Understanding Generative AI
GenAI is proving to be an incredibly powerful tool. As we discover its capabilities, we must also anticipate its risks and challenges.
Many generative AI systems are very good at writing code, and developers increasingly use them to develop high-quality software faster and more efficiently than they could without these systems. But companies must take precautions when using AI to write code to ensure that they are not violating copyright protections. We addressed general concerns related to IP risk and AI coding in a previous article. Here we focus on risks related to use of open-source software (OSS).
The OSS Challenge
Generative AI systems are trained on massive troves of data, including troves of code. Some of the largest available sources for code are OSS repositories, such as the thousands of publicly available OSS projects on GitHub. In response to prompts from users, AI systems may generate new code based on code from these repositories, sometimes without changing it much or at all. Moreover, it is difficult for users to know when open-source code has been incorporated or where the code was sourced from in the first place.
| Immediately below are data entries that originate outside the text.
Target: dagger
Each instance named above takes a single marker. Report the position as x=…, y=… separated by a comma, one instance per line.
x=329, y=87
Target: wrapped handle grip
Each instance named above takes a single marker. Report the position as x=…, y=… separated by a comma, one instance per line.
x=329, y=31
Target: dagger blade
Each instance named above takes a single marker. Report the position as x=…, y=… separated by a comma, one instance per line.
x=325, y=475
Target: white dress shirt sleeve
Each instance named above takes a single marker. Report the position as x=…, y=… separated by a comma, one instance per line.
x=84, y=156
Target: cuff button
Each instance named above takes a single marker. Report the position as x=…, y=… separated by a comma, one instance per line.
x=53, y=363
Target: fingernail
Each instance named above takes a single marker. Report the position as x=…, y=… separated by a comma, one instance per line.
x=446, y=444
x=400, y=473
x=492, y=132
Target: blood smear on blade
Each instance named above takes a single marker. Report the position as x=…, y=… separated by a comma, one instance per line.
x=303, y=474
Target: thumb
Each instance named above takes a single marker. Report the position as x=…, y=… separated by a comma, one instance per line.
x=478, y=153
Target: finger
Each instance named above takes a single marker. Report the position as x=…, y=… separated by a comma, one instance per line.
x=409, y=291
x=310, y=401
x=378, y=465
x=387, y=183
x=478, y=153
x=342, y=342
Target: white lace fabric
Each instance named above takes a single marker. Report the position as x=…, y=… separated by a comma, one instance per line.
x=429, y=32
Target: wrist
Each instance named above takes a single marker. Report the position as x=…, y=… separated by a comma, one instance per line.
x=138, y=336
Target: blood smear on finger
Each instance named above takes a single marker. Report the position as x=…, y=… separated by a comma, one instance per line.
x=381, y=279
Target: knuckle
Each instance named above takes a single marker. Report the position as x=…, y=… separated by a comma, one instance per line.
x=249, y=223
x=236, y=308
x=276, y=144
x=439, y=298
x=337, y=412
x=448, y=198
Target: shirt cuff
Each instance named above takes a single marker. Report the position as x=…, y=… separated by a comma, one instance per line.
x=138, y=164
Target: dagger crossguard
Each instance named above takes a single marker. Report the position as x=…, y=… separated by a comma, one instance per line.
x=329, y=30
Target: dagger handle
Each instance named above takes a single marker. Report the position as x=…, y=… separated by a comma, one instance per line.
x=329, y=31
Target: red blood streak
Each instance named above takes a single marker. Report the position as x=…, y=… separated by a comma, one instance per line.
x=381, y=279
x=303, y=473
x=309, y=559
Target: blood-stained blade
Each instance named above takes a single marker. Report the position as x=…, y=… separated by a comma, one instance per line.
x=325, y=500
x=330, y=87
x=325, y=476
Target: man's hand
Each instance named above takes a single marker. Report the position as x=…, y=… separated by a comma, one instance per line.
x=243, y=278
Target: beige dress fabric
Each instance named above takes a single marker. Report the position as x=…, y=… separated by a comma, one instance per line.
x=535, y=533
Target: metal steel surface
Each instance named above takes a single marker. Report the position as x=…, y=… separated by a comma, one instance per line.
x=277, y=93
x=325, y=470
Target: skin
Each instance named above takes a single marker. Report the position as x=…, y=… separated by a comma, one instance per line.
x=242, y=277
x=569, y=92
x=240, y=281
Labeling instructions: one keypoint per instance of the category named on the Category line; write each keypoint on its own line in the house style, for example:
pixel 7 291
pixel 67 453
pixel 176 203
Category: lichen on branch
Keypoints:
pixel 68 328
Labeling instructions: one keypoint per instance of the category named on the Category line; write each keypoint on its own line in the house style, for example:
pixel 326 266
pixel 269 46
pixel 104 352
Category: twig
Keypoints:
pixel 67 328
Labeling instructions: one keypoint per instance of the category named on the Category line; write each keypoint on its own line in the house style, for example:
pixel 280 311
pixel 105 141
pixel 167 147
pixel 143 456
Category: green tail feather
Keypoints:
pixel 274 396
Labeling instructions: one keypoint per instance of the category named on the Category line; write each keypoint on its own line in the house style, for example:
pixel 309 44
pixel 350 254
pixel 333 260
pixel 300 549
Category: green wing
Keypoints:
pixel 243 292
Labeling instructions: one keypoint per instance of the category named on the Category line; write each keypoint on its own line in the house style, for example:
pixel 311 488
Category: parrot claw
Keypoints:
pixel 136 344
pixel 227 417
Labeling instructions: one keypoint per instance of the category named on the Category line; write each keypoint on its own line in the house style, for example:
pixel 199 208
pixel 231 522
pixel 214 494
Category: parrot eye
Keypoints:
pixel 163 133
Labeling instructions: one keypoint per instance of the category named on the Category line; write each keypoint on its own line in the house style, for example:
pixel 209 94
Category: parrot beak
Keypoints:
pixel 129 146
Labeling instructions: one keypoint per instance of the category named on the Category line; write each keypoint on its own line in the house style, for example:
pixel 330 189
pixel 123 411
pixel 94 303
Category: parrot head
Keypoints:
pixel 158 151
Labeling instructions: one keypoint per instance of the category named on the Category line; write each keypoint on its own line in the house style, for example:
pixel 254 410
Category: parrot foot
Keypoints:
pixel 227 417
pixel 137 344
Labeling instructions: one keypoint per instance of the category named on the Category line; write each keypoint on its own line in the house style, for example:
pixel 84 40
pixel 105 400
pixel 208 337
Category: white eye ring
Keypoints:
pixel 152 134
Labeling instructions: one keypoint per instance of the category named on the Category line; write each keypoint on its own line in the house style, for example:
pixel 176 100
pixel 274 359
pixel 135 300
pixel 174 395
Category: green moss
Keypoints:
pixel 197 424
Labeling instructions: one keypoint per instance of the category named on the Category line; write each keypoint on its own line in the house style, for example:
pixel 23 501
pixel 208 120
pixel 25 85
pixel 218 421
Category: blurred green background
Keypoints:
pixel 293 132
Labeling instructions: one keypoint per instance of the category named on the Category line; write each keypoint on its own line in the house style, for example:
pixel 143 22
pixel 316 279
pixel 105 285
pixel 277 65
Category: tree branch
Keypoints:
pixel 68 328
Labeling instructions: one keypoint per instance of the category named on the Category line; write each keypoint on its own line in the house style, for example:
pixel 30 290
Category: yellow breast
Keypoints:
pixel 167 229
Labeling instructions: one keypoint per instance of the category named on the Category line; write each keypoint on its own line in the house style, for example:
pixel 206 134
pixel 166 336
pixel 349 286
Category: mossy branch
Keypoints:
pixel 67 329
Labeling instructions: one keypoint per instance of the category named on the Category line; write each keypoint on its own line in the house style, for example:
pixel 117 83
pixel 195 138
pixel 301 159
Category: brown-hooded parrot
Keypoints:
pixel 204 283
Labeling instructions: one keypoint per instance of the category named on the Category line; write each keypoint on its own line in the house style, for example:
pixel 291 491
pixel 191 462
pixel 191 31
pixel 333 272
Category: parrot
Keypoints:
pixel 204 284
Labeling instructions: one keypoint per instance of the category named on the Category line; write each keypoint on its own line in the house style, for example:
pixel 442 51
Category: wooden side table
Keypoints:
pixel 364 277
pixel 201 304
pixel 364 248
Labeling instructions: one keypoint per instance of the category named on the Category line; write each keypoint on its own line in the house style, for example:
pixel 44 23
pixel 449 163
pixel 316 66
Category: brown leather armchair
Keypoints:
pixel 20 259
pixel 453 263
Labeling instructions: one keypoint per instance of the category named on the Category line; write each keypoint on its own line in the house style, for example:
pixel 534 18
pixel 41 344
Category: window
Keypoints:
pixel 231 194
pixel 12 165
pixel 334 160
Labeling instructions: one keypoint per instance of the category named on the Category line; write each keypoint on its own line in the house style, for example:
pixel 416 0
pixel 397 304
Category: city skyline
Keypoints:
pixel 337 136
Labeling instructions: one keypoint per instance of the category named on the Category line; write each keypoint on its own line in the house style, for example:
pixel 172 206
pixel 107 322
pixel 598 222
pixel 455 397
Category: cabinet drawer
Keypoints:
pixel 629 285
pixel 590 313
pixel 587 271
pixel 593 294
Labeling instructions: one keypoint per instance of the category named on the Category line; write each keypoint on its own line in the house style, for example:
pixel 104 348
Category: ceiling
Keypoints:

Nearly all popular OSS licenses contain conditions. “Permissive licenses” often require users to provide notice or attribution when they distribute the OSS code. “Copyleft licenses” (e.g., the “GNU General Public License” family) can include more onerous obligations, including the requirement to make works derived from the OSS available under an open-source license.
Companies that use AI to generate code must take care to ensure they do not unknowingly incorporate snippets of third-party code made available under an OSS license. If they do, they could be liable for copyright infringement. This is particularly important for companies that develop code for use in proprietary products.
Addressing Risks Before, During, and After Coding
Companies can take three main steps to reduce OSS-related risks when using AI to generate code.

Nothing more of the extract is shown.